Sabella admits to having been bitten by the music virus from an early age. But only in recent years has he been able to turn a hobby – collecting and selling records – from a side hustle to a full-time gig. And it all started with Billy Joel.

“’Glass Houses’ is the first album I remember listening to from start to finish. I was 6 years old at my friend’s house. He put the record on, and I just remember watching it spin and absorbing the music. Of course, at 6 years old, I didn’t “understand” music, but something in me loved it. Being from Long Island, I’ve always been a huge Billy Joel fan.

“The first album I ever bought with my own money was on cassette: ‘Colour By Numbers’ by Culture Club. I was in fourth grade. If you remember, it was a huge album for the time. The first CD I bought was Def Leppard’s “On Through The Night” Their debut album, which came out in 1980, but I bought it in 1988.

“As a kid I was into everything from Fat Boys and Run DMC to Billy Joel to Twisted Sister. My freshman year of high school was when the hard rock/heavy metal bug kicked in, and I’ve been hooked ever since.”

It took a leap of faith — and a lot of prayer — before Sabella and his wife, Jenny, decided to put her nursing career on hold and turn a part-time side gig into a full-time venture.

“Phil’s Music Exchange started as an online-only business when I was working full-time as a nurse,” he said. “Business boomed and continued to grow.
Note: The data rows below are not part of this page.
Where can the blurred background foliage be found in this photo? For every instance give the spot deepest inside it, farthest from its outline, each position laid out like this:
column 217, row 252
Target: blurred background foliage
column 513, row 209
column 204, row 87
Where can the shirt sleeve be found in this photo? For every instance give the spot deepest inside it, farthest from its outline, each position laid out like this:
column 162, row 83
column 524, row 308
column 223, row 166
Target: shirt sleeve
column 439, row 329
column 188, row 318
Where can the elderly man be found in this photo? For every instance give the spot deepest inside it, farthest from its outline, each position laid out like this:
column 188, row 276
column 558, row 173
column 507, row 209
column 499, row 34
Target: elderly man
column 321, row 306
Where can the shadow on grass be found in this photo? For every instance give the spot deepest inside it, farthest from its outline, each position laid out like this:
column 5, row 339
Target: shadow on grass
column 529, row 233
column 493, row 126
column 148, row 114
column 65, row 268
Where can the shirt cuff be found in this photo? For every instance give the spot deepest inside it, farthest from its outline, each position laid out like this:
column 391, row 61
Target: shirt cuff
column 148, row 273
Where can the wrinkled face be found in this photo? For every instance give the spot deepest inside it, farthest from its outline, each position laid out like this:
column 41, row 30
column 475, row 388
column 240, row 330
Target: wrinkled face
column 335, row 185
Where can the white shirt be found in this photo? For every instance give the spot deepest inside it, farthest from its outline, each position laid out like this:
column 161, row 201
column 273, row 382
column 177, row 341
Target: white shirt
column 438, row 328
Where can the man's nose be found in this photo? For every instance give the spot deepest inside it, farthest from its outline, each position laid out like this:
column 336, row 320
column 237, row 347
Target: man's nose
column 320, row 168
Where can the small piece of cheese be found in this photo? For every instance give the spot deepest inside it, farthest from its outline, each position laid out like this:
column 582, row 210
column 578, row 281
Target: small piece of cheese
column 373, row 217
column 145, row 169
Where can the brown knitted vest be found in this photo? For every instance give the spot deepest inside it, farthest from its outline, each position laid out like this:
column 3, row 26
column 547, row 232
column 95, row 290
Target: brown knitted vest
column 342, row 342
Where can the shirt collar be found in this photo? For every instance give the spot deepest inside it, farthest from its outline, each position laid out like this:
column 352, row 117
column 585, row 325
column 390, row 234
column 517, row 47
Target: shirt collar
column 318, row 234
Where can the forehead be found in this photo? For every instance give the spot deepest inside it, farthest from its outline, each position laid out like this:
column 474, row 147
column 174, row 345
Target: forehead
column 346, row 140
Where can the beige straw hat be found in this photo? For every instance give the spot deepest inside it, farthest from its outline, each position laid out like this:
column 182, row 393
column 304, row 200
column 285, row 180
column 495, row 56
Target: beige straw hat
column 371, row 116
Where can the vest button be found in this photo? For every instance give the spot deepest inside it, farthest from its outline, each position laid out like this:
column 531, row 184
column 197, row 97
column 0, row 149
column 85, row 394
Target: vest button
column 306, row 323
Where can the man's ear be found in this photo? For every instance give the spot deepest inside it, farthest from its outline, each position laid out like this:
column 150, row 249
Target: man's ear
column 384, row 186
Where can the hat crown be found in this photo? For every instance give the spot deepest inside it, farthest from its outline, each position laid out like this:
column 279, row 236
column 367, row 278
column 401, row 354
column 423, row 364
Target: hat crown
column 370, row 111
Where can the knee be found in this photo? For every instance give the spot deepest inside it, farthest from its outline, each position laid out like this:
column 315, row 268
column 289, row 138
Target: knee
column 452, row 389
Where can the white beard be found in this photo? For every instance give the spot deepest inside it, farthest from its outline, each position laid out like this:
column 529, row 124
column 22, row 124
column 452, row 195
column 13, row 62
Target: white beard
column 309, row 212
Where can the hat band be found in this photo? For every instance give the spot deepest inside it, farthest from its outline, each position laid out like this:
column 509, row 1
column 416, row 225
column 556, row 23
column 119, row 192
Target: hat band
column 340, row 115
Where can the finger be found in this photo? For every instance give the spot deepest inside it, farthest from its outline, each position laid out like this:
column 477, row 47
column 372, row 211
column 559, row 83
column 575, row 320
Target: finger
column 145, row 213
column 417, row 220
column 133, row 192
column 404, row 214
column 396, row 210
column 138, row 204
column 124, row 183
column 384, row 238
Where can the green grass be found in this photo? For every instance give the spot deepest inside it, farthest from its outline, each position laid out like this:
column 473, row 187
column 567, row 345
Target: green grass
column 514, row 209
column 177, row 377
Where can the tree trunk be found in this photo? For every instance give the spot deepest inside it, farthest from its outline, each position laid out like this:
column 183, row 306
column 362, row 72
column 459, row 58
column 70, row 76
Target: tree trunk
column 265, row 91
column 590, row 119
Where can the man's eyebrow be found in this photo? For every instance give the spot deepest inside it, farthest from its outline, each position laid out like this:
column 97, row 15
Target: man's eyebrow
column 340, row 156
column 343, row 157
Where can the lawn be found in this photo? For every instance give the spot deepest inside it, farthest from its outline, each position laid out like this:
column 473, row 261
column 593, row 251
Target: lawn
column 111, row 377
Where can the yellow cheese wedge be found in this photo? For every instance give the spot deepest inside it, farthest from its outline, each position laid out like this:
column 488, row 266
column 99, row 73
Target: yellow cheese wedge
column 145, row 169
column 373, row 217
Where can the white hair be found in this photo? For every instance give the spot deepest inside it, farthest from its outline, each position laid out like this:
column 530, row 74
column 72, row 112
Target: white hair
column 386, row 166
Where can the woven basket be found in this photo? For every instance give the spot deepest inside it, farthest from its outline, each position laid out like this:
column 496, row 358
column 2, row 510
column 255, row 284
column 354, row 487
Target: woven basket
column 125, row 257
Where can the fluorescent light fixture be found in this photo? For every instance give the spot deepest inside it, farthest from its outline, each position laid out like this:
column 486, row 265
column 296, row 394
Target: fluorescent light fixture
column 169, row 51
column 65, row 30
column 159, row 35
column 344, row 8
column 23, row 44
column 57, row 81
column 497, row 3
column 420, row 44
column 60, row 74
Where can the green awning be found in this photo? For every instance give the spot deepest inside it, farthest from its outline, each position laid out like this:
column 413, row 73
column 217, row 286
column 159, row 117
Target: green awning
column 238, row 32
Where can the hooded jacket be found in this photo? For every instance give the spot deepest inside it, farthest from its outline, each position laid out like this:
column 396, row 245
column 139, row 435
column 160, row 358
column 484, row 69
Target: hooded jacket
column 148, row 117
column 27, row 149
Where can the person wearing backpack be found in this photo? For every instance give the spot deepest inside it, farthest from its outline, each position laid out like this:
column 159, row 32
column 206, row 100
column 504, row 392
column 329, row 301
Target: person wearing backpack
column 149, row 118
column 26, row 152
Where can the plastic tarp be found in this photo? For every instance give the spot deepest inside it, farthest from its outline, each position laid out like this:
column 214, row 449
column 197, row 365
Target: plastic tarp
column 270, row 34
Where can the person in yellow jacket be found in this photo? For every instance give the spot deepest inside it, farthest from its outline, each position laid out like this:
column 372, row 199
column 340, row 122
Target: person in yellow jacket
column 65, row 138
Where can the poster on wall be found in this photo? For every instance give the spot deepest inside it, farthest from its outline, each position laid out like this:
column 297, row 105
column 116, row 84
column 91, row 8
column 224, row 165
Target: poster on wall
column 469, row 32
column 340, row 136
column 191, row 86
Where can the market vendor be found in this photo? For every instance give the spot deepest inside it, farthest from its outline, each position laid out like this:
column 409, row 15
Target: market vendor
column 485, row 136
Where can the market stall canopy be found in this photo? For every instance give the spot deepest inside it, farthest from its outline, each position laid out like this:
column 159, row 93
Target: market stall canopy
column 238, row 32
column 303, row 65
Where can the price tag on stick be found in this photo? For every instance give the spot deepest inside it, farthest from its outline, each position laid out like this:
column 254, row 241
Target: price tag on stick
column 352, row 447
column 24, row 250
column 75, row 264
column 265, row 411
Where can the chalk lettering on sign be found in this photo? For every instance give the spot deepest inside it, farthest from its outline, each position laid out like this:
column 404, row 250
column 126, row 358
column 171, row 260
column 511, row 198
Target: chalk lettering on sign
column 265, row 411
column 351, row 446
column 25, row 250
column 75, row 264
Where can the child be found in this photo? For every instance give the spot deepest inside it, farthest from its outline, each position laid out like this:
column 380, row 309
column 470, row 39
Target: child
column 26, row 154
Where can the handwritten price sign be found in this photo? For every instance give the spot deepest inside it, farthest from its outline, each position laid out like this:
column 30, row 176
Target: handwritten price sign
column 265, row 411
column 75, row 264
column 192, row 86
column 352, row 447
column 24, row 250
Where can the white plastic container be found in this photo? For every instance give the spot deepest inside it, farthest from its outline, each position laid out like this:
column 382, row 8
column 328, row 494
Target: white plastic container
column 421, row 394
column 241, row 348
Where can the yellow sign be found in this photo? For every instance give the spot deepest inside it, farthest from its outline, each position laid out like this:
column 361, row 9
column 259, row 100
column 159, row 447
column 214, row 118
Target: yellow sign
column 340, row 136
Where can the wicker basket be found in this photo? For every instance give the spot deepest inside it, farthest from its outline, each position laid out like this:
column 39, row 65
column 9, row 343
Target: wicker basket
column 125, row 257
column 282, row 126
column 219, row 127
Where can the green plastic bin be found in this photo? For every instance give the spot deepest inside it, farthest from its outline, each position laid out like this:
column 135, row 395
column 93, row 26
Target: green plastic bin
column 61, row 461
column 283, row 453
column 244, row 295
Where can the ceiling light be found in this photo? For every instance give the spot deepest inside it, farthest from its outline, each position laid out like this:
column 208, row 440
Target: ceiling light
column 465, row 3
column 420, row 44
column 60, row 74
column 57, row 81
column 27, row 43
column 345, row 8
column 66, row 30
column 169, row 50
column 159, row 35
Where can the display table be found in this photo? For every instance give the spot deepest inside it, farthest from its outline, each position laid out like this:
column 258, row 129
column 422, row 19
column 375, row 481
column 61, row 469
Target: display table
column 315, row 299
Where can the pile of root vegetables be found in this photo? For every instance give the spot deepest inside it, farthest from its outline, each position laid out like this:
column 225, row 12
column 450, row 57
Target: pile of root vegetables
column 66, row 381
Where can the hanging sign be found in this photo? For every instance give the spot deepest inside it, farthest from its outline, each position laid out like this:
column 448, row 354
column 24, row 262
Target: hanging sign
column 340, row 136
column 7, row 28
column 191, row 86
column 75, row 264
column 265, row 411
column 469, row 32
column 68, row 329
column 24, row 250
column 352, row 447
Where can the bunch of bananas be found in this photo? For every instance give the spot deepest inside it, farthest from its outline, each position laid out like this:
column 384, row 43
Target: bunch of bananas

I then rented a 10 by 20 foot air-conditioned unit from a store and customers came in to shop by appointment.

“Once the pandemic hit (March 2020) and after much thought and prayer, my wife and I decided to transition my nursing career (at Eastern North Carolina School for the Deaf) to full-time entrepreneurship. We opened our physical store in November 2020.”

The business did well enough that Sabella had hosted the Wilson Record Show three or four times a year since then and was looking to expand.

“We wanted to grow this division of our business, and I’ve had my sights set on the Crystal Coast for a second record venue for about a year now,” he said.


As for his bestsellers, Phil breaks it down as follows:

“If I were to compare unit to unit, I sell more hard rock/heavy metal CDs than anything else, and that includes my physical and online stores. There’s also a resurgence in cassette tapes that I’ve seen happening since I have the stocking store It’s interesting to watch the different age groups in my store and the formats they buy People aged 35+ buy everything They buy CDs, cassettes and vinyls but customers aged 10 to mid 30s only buy vinyls The vast majority really aren’t interested in CDs at all I have teenagers who come into the store and tell me say they’re considering going into cassettes. Harry Styles’ last album had a cassette pressing, so that tells you where the moving industry is at. Anything retro is now cool!”